Win Win

Win Win is the latest by writer-director Tom McCarthy.

Paul Giamatti stars in Win Win, the latest comedy-drama by writer-director Tom McCarthy.

Paul Giamatti stars in Win Win, the latest comedy-drama by writer-director Tom McCarthy.

Comedy-Drama Shows Class

Here’s a ‘small’ film with a big heart

Writer-director Tom McCarthy has carved out an impressive niche for himself, first with the quirky Station Agent and several years later with The Visitor, which got Richard Jenkins an Oscar nomination for his portrayal of an emotionally shut-down professor dragged back into the messy business of living when he discovers a squatter in his little-used second apartment. McCarthy’s latest, Win Win, is a slighter film, but there’s lots of truth in this amiable comedy-drama about some well-meaning people who get into a scrape that proves to have surprising consequences.

Paul Giamatti stars as Mike, a lawyer with so few clients that he can’t even afford to replace the boiler that groans like a lost soul in the basement of the building where he works. He’s married to down-to-earth Jackie (Amy Ryan, of HBO’s The Wire), with whom he has two young children. Mike used to wrestle when he was in high school and is an assistant coach there now — partly because he needs the stipend, partly because he’s a good guy. The plot starts to turn over when, with his debts piling up, Mike pulls a bit of a fast one with an older client named Leo (Burt Young) who is in the early stages of dementia. Out of the blue, Leo’s teenage grandson shows up from out of town and because he has nowhere to stay, Mike and Jackie take him in. The kid has amazing wrestling skills — something Mike’s team is woefully short of — and then, with things finally going Mike’s way, the kid’s junkie mom is released from rehab and shows up in town . . . with designs on both her son and on Leo’s money. So, will Mike have the guts to expose his own shady deal in order to protect his client?

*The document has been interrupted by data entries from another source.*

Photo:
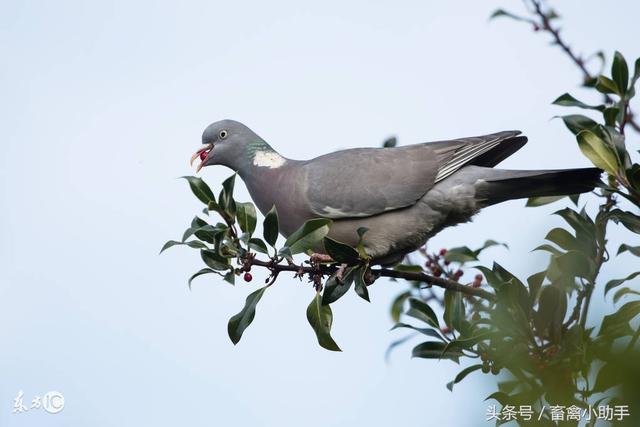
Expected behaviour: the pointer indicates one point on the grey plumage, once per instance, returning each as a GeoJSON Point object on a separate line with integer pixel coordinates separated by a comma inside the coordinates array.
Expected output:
{"type": "Point", "coordinates": [402, 195]}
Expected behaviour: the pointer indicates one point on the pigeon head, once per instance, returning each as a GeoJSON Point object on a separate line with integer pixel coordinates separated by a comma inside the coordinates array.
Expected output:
{"type": "Point", "coordinates": [227, 143]}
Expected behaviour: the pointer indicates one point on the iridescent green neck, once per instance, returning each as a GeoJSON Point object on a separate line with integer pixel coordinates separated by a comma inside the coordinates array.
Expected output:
{"type": "Point", "coordinates": [258, 146]}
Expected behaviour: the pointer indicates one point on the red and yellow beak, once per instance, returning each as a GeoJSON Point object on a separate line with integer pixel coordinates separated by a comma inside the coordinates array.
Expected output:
{"type": "Point", "coordinates": [203, 153]}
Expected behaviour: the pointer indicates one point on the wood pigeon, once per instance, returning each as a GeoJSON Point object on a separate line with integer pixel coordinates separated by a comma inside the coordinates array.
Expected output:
{"type": "Point", "coordinates": [402, 195]}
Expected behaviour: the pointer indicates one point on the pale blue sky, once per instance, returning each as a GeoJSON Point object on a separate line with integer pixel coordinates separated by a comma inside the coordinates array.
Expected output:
{"type": "Point", "coordinates": [104, 102]}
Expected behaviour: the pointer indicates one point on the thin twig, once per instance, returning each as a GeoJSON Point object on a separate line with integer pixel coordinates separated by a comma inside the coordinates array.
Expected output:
{"type": "Point", "coordinates": [576, 59]}
{"type": "Point", "coordinates": [381, 272]}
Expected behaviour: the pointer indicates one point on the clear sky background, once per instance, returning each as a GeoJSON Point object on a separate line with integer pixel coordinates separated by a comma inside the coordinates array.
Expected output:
{"type": "Point", "coordinates": [104, 102]}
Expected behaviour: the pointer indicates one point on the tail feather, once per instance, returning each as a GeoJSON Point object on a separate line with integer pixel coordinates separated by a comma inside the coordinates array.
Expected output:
{"type": "Point", "coordinates": [506, 185]}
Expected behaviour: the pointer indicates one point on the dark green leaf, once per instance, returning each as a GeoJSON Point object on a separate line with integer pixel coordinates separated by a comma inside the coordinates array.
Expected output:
{"type": "Point", "coordinates": [214, 260]}
{"type": "Point", "coordinates": [608, 376]}
{"type": "Point", "coordinates": [247, 217]}
{"type": "Point", "coordinates": [629, 220]}
{"type": "Point", "coordinates": [334, 288]}
{"type": "Point", "coordinates": [462, 374]}
{"type": "Point", "coordinates": [620, 72]}
{"type": "Point", "coordinates": [320, 318]}
{"type": "Point", "coordinates": [360, 284]}
{"type": "Point", "coordinates": [239, 322]}
{"type": "Point", "coordinates": [271, 227]}
{"type": "Point", "coordinates": [552, 308]}
{"type": "Point", "coordinates": [340, 252]}
{"type": "Point", "coordinates": [621, 317]}
{"type": "Point", "coordinates": [200, 189]}
{"type": "Point", "coordinates": [567, 100]}
{"type": "Point", "coordinates": [635, 250]}
{"type": "Point", "coordinates": [435, 350]}
{"type": "Point", "coordinates": [622, 292]}
{"type": "Point", "coordinates": [397, 305]}
{"type": "Point", "coordinates": [420, 310]}
{"type": "Point", "coordinates": [606, 85]}
{"type": "Point", "coordinates": [576, 123]}
{"type": "Point", "coordinates": [453, 309]}
{"type": "Point", "coordinates": [308, 236]}
{"type": "Point", "coordinates": [596, 150]}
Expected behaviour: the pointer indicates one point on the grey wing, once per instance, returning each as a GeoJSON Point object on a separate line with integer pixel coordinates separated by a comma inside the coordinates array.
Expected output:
{"type": "Point", "coordinates": [367, 181]}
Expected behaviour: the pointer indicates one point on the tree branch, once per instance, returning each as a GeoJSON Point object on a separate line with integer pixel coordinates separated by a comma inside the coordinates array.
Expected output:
{"type": "Point", "coordinates": [323, 269]}
{"type": "Point", "coordinates": [576, 59]}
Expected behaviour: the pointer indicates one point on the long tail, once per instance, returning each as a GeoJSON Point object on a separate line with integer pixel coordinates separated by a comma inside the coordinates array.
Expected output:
{"type": "Point", "coordinates": [500, 185]}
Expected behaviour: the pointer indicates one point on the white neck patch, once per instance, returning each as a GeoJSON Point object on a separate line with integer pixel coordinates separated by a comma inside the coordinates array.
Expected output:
{"type": "Point", "coordinates": [268, 159]}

Win gets off to a slow start but proves to be a winner all the way. The characters are all refreshingly ordinary and believable in their mix of flaws, foibles, and underlying sense of decency. The performances are spot on, particularly Bobby Cannavale’s slyly hilarious turn as Terry, Mike’s long-time buddy who is in a neurotic, emotionally regressive slump since his wife kicked him out of the house and took up with the guy who had been doing their home renovations. Highly recommended!